J.10

Aujourd’hui, on annonce du vent. Beaucoup de vent. Le genre de vent qui arrive de Sibérie et qui souffle à 100 km/h.

Nous décidons donc de rouler jusqu’à Port-la-Nouvelle, d’où nous prendrons le train jusqu’à Perpignan. La route longe le Canal de la Robine et passe entre d’immenses étangs; c’est tout simplement magnifique, même s’il vente très fort.

Arrivés au train, nous décidons que nous prendrons plutôt le train jusqu’à Banyuls-sur-Mer et que, de là, nous nous rendrons au refuge dont Pierre-Marie nous a parlé. Situé à 10 km dans les montagnes sur la frontière franco-espagnole, ça ne devrait pas être une montée trop difficile… Pensions nous.

Les premiers kilomètres se font relativement bien; nous avons parfois le vent de face, mais lorsqu’il arrive par derrière, il nous fait grimper en moins de deux!

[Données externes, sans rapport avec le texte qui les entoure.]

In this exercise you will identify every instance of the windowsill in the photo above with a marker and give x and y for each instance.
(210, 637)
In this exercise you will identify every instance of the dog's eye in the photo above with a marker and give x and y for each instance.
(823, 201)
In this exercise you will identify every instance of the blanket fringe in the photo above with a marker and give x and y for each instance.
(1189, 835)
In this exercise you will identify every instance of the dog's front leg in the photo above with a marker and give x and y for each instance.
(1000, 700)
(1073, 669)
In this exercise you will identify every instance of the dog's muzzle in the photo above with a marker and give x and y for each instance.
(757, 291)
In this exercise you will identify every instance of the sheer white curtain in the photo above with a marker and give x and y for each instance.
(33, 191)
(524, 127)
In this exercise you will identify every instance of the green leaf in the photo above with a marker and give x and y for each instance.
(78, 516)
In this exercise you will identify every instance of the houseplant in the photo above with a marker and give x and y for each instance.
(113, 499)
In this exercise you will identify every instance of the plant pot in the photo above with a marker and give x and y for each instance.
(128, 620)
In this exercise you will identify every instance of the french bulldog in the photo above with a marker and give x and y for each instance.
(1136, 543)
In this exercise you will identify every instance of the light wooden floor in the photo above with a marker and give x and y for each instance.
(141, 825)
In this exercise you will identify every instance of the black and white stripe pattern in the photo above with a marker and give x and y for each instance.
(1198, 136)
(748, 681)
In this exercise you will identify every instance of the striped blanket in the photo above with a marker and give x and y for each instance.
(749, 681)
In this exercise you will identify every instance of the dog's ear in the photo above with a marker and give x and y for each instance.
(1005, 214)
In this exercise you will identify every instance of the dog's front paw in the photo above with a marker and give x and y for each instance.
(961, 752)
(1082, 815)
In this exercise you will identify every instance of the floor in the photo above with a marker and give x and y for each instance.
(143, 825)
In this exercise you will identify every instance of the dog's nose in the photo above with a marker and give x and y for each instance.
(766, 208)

Nous sommes entourés de vignobles en terrasses à flanc de montagnes; le paysage est un peu étouffant, tout semble se refermer sur nous, en plus du soleil qui disparaît derrière les montagnes.

À un certain point, à 1,6 km de notre refuge pour être plus précise, nous descendons de nos vélos car 1. La pente est beaucoup trop à pique; 2. Le vent est beaucoup trop fort. Nous poussons donc nos vélos de toute nos forces, dans la noirceur et contre le vent le plus terrible que j’ai jamais rencontré de toute ma vie.

Arrivés en haut, nous trouvons un charmant petit refuge creusé dans le rocher. Le vent est toujours aussi intense mais au moins nous sommes entre quatre murs solides!! (J’avais peur que ce soit un petit shack en bois, tsé.)